Fig 3. Determination of Sequence Requirements for ASXL1 Circularization.
A) Truncating deletions of the ASLX1 gene identify a region (deletion 7) upstream of the branch site that includes an Alu Sx element and produces a significant increase in the ratio of linear to circular RNA formation B) Deletion internal to the 5’UTR identify the same region as an important regulator of preferential linear to circular splicing.
Deep Sequencing Identifies Reciprocal Exon Skipping Products for the Detected Circular Isoforms
To more globally quantify the diversity of splice products that can form from the ASXL1 locus, we performed PCR for the linear and circular isoforms after overexpression of the plasmid containing the ASXL1 locus, followed by deep sequencing. From the resulting data, we were able to identify the expected splice junctions for both the linear and circular isoforms, including exon 3* within intron 3 in both linear and circular isoforms (Fig 4A). In addition, we unexpectedly found evidence that exons from the linear isoform could less efficiently be spliced to most other exons, resulting in junctions that were not previously known to be contained in mature transcripts. In addition, the putative splice junctions we detected by sequencing were almost exclusively at canonical exon boundaries, suggesting they were not the result of template-switching during reverse transcription, misalignment, or other technical artifacts. As a control for our experimental and computational pipelines, we also sequenced the untransfected plasmid and found only the expected intron-exon junctions, demonstrating that the identified junctions were not an artifact of our analysis pipeline.
Fig 4. Global Identification of ASXL1 Splice Products after Overexpression of the ASXL1 Locus.
A) Exons and introns are depicted around the plot. Locations where a breakpoint was identified are represented by connecting lines, where the color of the line is proportional to the number of reads corresponding to that junction. Unknown junctions were almost exclusively restricted to exon-exon boundaries. Only breakpoints with greater 1% of reads supporting the junction were mapped. B) The preference of exon 1 to splice forward to exon 2, 3, 3*, or 4 were quantitated using primers that amplified from exon 1 to exon 4. The 3’ splicing junction was then quantitated for reads that spliced from exon 1 to 2 on the 5’ end. Most reads corresponded to the expected consecutive junctions, but a significant minority of reads corresponded to non-canonical junctions. C) Quantification of the circular isoforms that either included or excluded exon 3*. Of note, the abundance of the 3–2 circular isoform correlated with the abundance of the reciprocal exon skipping product from exon 1 to exon 3*.
Most strikingly, we found promiscuous splicing of exon 1 to all other exons. The most abundant non-canonical products were between exon 1 and the exon 3* in intron 3 (skipping exons 2 and 3), comprising a mean of 23.2% of the amplicon reads. The next most abundant product, comprising 5.7% of reads, joined exons 1 and 4, skipping exons 2, 3, and the novel exon–the constituents of the lower abundance circular isoform. When the second pair of each read was examined to identify the paired 3’ exon junctions, additional non-canonical splicing events were identified in a minority of cases. For example, a median of 12.9% and 4.7% of PCR products with 1–2 exon junction on the 5’ end had 2–4 and 2–3* junctions on the 3’ end, which would skip exon 3 plus the novel junction or exon 3, respectively (Fig 4B). Interestingly, the 3–2 circular isoform was more abundant than the circular isoform that contained the exon 3*, which correlated with the abundance of their reciprocal exon skipping products (Fig 4C). The exon-skipping products are not predicted to encode a protein, suggesting they are not performing distinct functions from their full length linear counterparts and raising the possibility that the exon skipping occurs in a regulated process to produce the circular isoform.

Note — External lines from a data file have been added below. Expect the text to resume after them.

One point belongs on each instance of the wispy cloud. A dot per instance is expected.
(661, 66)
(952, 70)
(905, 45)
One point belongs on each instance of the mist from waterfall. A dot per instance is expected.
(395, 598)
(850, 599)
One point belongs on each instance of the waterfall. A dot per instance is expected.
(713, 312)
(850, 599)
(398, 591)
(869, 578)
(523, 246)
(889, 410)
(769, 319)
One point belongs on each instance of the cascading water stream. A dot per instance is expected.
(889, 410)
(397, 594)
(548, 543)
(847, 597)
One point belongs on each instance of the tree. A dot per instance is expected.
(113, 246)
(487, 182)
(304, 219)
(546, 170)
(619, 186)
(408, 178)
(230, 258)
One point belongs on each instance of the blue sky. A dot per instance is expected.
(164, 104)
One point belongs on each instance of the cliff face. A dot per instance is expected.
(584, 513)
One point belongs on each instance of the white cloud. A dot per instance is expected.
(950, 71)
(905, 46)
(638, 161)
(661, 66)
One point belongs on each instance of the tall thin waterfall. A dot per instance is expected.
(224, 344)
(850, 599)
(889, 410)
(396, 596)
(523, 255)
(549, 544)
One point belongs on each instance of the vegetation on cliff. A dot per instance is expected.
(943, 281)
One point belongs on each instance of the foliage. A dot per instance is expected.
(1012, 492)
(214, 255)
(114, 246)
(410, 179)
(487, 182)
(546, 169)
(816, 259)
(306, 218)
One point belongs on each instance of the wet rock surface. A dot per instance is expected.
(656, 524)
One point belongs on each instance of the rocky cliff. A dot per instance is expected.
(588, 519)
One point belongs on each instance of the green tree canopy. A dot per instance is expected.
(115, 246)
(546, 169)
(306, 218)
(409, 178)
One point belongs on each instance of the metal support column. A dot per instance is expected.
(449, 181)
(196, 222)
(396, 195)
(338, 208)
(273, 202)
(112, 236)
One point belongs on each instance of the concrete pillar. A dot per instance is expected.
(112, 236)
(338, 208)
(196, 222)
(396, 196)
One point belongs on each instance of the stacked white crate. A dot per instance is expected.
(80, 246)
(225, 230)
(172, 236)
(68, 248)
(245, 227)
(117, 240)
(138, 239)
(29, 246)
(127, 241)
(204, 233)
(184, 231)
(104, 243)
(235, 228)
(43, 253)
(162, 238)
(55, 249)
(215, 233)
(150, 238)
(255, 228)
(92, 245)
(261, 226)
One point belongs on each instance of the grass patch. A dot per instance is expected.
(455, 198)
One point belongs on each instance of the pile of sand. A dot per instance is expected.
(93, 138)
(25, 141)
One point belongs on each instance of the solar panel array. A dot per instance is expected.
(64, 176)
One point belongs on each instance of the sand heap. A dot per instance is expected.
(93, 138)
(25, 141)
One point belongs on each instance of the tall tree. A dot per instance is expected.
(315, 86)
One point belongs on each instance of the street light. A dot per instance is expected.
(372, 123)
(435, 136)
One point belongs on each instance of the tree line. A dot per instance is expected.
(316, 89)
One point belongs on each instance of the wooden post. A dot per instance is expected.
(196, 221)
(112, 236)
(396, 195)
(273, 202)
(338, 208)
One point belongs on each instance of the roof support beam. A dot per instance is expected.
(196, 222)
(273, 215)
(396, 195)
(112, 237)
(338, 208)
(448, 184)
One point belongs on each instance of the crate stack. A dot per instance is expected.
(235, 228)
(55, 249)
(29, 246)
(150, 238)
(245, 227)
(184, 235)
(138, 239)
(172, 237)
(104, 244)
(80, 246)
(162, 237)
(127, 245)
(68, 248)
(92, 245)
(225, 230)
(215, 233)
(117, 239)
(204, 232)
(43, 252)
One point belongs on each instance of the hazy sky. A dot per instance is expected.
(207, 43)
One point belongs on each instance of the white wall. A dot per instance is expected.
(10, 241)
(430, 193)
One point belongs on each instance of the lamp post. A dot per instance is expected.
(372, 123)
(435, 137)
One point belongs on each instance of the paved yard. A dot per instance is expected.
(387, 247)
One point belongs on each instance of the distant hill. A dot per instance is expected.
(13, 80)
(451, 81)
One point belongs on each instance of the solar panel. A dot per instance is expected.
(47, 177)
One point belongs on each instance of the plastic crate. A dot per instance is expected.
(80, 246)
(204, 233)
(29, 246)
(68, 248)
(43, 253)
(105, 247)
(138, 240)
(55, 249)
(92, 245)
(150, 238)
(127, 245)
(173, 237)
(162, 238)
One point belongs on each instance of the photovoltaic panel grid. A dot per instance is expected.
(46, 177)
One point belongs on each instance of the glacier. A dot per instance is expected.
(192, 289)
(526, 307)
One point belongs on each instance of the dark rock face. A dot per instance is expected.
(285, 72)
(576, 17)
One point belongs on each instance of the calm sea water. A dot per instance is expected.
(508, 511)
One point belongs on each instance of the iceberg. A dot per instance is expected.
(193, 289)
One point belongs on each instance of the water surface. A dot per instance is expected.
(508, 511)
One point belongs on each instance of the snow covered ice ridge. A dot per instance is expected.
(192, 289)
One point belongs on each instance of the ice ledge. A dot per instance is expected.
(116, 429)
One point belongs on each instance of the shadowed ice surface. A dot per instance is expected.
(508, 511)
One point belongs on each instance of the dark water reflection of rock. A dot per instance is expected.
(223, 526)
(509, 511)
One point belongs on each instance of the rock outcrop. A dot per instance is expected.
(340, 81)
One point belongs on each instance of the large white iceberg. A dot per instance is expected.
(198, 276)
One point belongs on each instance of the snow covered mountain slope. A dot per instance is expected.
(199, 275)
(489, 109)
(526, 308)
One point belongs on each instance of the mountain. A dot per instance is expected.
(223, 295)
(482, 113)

Heterogeneous Expression of Linear and Circular Isoforms in Single Human Cells
Exon skipping has been detected in bulk samples where the reciprocal circRNA was identified [12, 13]. Some have argued that these products are just transcriptional noise with no biological relevance. To determine if variation in circular RNA expression occurs in single cells, we performed targeted single cell ASXL1 linear and circular isoform expression profiling (Fig 5A). Consistent with the bulk data, the canonical linear isoform and 3–2 circular isoform comprised the majority of the sequencing reads. Unexpectedly, in the majority of cases, either the linear isoform or circular isoform constituted the majority of the sequencing reads for that cell. One potential explanation for this finding is that the production of each of the isoforms is mutually exclusive. In addition, the majority of those cells had expression several fold higher than the mean (Fig 3B), consistent with recent single cell reports that transcription occurs in bursts [14, 15].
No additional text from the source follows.